1. Core capabilities have been comprehensively enhanced
Support more chips for stronger compatibility. Support more than 12 domestic and foreign chip manufacturers; Covering more than 20 global mainstream AI chip models; Whether it is a domestic chip or a foreign chip, it can run with the same system. Truly do: "one set of models, many places".
2. Comprehensive upgrade of key components

3. The utilization rate of computing power has been greatly improved
Higher parallel efficiency through intelligent scheduling and optimization; For the first time, "cross-chip mixed training + heterogeneous reasoning" is realized - chips of different brands can train a model together, greatly improving resource utilization; Provide a more powerful and automated "foundation" for large models with tens of billions and hundreds of billions of parameters.
Investment advice: four main lines, lay out "AI infrastructure dividends" in advance
1. Pay attention to the first batch of domestic chip manufacturers to access FlagOS
It has supported 12+ domestic and foreign chips, and the domestic camp includes: Huawei Ascend, Cambrian, Haiguang, Biren, Moore Thread, etc. It is recommended to pay attention to: Cambrian (688256), Haiguang Information (688041) and other listed companies; An AI chip company that is not listed but has a key ecological niche.
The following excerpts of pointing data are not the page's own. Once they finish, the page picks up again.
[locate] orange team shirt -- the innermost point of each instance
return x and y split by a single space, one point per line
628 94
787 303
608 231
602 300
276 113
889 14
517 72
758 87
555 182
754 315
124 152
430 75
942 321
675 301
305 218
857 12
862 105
2. Layout of AI system software and tool chain companies
FlagOS promotes the explosion of demand for tools such as "operator generation" and "automatic migration". Pros: AI compiler, high-performance computing library, automated development platform. Attention: AI underlying software companies mentioned by Flush i Wencai; Startups participating in the FlagOS community.
3. Long-term bet on "embodied intelligence" and the robot industry chain
FlagOS has supported the full-link deployment of robot models, indicating that the combination of "AI brain + domestic computing power" will accelerate the landing. It is recommended to pay attention to: robot ontology manufacturers (such as UBTECH, Estun); Agent platform company.
4. Cooperation projects between enterprises and universities participating in the construction of open source ecosystems
FlagOS has 60+ core co-construction units, and participants will gain the right to speak on technology; ecological priority access; Policy and financial support. Attention: Beijing local AI enterprises; The incubation project of the "AI University Public Welfare Tour" partner colleges.